No ha sido buena idea mezclar la falta de sueño, la inanición y el exceso de cafeína, pero siempre se puede temblar más e invito a Dafne a fumar. Mientras el tabaco se consume aceleradamente y con Dafne –que lleva algunos días de ventaja en la isla– nos hacemos conscientes del frío, nos percatamos de que a un costado se encuentran Amelia Jara, fotógrafa residente en Castro, y Patricia Águila, poeta chilota. Cuando las chicas ingresan al ex teatro Rex, Dafne me comenta lo impresionada que quedó con Patricia en Achao, la claridad de sus ideas y cómo escribía, también quiero escucharla, pienso. Debemos entrar, comenzará la primera actividad y mi compañera de pucho participa. Se trata de una mesa de lectura conformada por María Paz Valdebenito, la ya mencionada Dafne Meezs, Rosabetty Muñoz y Cristián Antillanca. Esa primera lectura me dejó ensimismada, falta de palabras, como si todas las posibles se hubieran ya pronunciado y a la vez feliz. Gracias, le dije a alguien, no supe a quién y de pronto parecía que nuestros seres cautivos abrían las puertas de sus cabañas e invitaban a otros a entrar.

La jornada posterior al almuerzo comenzó con dos potentes conversatorios donde, sin descartar el concienzudo debate, primó el discurso honesto y despojado de vanidades. La isla, en cada diálogo se fugaba de la falsa postal turística y se mostraba desnuda, a ratos dolida, insurgente y de risa estrambótica. Respetando la formalidad del programa, el día finalizó con una amplia lectura, que más tarde, ya alejados de toda formalidad, quisimos celebrar. Nadie quería enfrentar el último round con el estómago vacío, así que como poetas sureños acordamos tener una elegante cena a una cuadra de la catedral de Castro, en los carritos de La reina del completo donde nos zampamos en plena calle ese manjar sin latitud y ya listas nos encaminamos a ese esperado tercer tiempo. Con la lengua suelta por el vino festejamos las lecturas y aplaudimos con entusiasmo las hilarantes anécdotas de Antillanca. La noche finalizó caminando hacia nuestra cabaña pensando en lo que me contó Camila Bastías, quiero abrazarla y a través de ella, también a todas esas personas que por culpa del extractivismo salvaje se ven obligados a migrar.

En comparación con el día anterior la jornada se sintió menos agotadora, la fiesta de los noventa había terminado.

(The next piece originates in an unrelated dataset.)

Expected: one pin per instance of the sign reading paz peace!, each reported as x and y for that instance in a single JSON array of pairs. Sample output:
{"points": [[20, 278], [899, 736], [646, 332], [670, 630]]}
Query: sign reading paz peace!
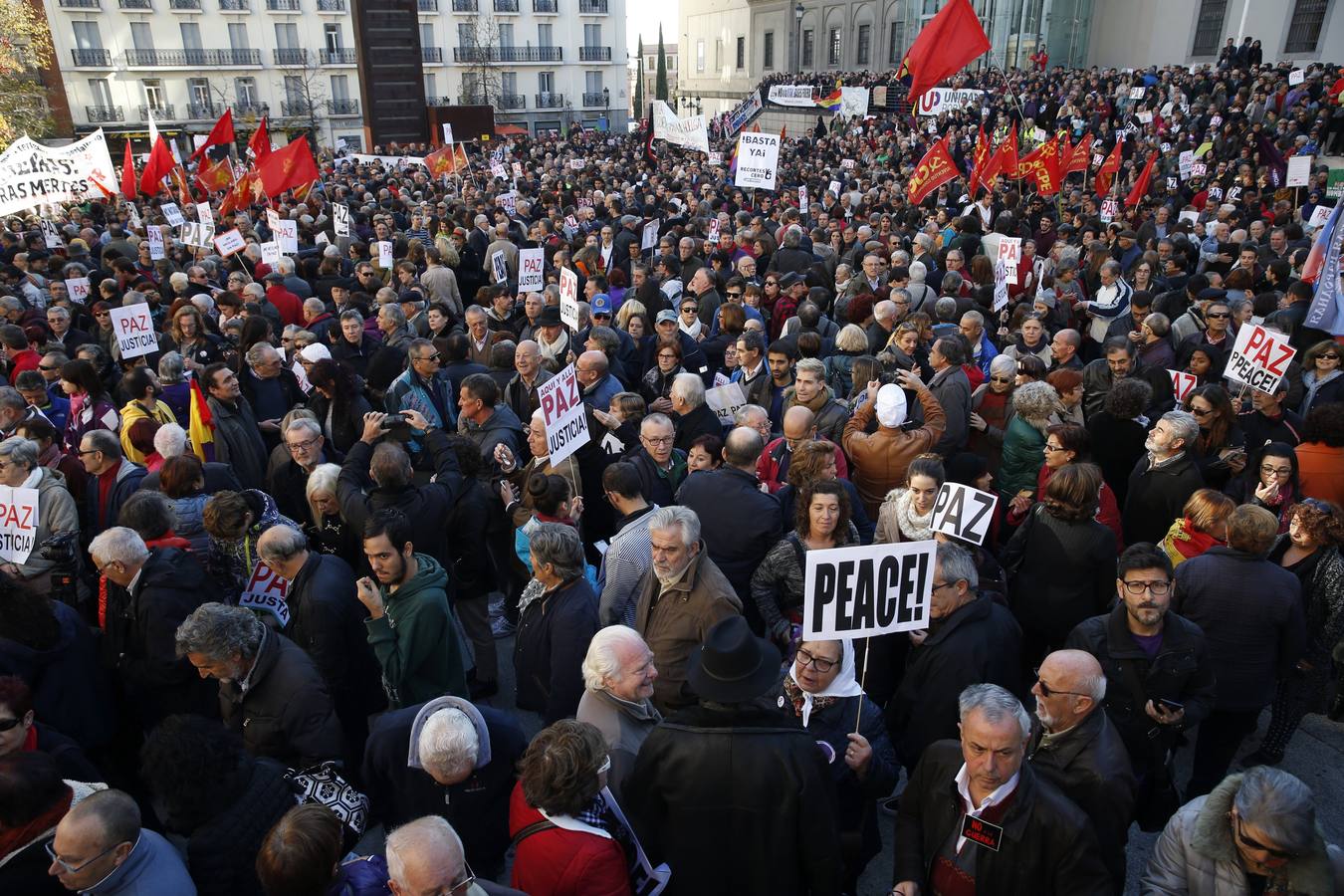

El sur –y por supuesto el vino– nos había hermanado en promesas de encuentros futuros, intercambios de libros y proyectos. Continuaron así las mesas de lectura, nuevos conversatorios y presentaciones, todo bajo la energía avasalladora de la isla. Era el último día y no quería relojes cerca. Cambié el café por mate y salí de mi piño araucano a recorrer todos los puestos y si bien no me pude comer ningún milcao y no alcancé a visitar los palafitos, me llevo la poesía sureña: la mapuche, huilliche, la de Puerto Montt, Valdivia, Temuco y por supuesto, Chiloé. Ya es tarde, con Pablo debemos emprender el retorno, la lluvia se desata en Castro, aun así, preferimos caminar. Empapada y ya en el bus, observo cómo se condensa el agua en las ventanas y pienso en esas personas, la de la cooperativa, que a puro pulso levantaron estos días, afuera, en un guiño irónico de la narradora, se siente la tempestad.